At times whimsical yet informative, Loki and Sigyn explores the often neglected and overshadowed Sigyn and ever growing in popularity husband. Author Lea Svendsen runs through the basics of Loki in the lore and what we know about Sigyn (hint: not much) before discussing modern worship of both.
The author also wrote the Heathen chapter in the excellent Do I Have to Wear Black? By Mortellus and as far as I can tell used to blog at Patheos Pagan. It is a shame that she stopped blogging there, because she was one of my favorite writers. However, Svendsen does have her own blog as well.
This book covers the basics of Heathenry, and history to the Troth’s now rescinded Loki ban. Svendsen is one of the rare heathens raised in heathenry abroad, and the story of her path is quite engaging. She does get personal, and shares the support of her Christian family. This book also clearly labels what is UPG, which is something I appreciate.

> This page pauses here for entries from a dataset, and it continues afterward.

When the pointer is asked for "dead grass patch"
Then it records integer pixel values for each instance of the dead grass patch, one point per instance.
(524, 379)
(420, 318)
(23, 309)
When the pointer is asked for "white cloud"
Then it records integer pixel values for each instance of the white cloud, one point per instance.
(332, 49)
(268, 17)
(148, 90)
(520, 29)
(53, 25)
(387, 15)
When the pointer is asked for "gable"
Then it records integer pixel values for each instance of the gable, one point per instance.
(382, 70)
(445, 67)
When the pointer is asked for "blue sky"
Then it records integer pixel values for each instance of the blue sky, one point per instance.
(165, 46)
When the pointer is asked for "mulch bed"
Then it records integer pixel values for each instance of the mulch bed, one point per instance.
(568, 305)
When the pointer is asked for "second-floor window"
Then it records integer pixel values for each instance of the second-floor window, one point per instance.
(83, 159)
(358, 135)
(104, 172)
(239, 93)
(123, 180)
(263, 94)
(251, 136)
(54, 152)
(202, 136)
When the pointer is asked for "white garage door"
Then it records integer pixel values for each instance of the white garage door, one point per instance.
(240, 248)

For Sigyn, unfortunately so little is known of her we have to use UPG. I think it is a measure of the growth of Heathenism that there is much more exploration of lesser known figures, and that people are willing to venture outside of the Eddas. As cool as the stories are, they are only a piece of the puzzle. Unless a trove of manuscripts of all the old tales that are written by heathens is discovered, (which for the record I don’t think exists) those who practice a Norse path do need to reach beyond the known stories. Much as discernment is a problem, books like these on working with lesser known deities help modern practitioners stay in dialogue and hopefully turn UPG into SPG.
I like that there is equal parts experience on scholarly research in this book. It has fueled my desire to work with the lovely but quiet lady, who is a true ally in tough times.